La Secrétaire générale de l’Organisation internationale de la Francophonie (OIF), Louise Mushikiwabo, a effectué une visite au Québec du 9 au 11 juin. Au cours d’une activité organisée par Les Offices jeunesse internationaux du Québec, le Secrétariat à la jeunesse du ministère du Conseil exécutif et le ministère québécois des Relations internationales et de la Francophonie, Québec a annoncé une contribution financière de 320 000 $ à l’endroit de jeunes entrepreneurs francophones.

Un peu plus de 150 jeunes étaient réunis le mardi 11 juin dans la nouvelle agora de l’Assemblée nationale du Québec sous le thème « Activité et inspiration jeunesse » afin de mettre en valeur des initiatives québécoises qui pourraient inspirer les actions de la Francophonie.

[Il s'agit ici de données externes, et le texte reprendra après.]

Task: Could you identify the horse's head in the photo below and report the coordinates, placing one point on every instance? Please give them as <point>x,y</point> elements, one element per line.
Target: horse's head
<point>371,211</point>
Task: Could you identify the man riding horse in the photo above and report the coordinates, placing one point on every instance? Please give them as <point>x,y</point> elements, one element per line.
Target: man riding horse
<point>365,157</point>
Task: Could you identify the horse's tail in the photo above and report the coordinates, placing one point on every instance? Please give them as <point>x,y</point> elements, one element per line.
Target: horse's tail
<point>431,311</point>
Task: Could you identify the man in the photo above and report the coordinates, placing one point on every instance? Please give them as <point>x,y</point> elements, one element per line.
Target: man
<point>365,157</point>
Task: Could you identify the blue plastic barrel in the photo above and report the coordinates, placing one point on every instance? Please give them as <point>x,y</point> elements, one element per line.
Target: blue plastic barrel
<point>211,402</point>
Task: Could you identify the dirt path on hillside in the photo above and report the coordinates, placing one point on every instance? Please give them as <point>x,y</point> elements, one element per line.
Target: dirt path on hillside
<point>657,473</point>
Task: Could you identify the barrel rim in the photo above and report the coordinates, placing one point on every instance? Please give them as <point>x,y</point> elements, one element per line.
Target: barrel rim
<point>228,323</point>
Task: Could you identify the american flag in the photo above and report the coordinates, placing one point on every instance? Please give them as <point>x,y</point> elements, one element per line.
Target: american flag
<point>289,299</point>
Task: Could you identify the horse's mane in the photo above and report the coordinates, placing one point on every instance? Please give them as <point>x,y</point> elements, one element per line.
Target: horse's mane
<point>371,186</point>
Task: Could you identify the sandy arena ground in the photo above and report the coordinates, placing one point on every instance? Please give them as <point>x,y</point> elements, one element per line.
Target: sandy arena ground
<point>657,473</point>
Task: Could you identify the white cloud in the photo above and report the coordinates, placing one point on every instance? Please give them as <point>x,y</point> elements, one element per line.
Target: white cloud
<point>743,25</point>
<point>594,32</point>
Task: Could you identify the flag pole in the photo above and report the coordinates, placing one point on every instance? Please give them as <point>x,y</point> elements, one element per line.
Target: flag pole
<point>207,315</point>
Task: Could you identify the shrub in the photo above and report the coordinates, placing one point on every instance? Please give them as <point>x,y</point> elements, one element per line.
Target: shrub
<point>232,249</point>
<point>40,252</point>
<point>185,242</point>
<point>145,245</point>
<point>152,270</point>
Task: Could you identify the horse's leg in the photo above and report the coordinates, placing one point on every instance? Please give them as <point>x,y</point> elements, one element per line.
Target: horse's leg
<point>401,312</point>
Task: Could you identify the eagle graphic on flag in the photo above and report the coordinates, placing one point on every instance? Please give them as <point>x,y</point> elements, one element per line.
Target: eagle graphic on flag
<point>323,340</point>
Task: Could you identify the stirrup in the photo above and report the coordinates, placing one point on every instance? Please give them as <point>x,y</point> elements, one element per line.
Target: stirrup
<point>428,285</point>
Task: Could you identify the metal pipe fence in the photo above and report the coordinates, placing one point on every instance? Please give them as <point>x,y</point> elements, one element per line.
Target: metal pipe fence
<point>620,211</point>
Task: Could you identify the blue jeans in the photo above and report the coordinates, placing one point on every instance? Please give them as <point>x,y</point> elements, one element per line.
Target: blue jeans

Inspirer les actions de l’OIF par des initiatives québécoises

Lors de cette activité, la ministre des Relations internationales et de la Francophonie, Nadine Girault, a annoncé une contribution financière du gouvernement du Québec de 320 000 $ pour appuyer l’OIF dans le programme « 50 jeunes pionniers de l’entrepreneuriat francophone ». « Dans tous les gouvernements et États membres de l’OIF, ce qui est gage de succès et de prospérité, c’est l’impulsion de sa jeunesse. Sa fièvre, son audace, sa créativité et sa volonté de faire les choses différemment et d’innover », a-t-elle souligné.

Les participants de l’activité jeunesse organisée à l’occasion de la visite de la secrétaire générale de la Francophonie (Groupe CNW/Cabinet de la ministre des Relations internationales et de la Francophonie)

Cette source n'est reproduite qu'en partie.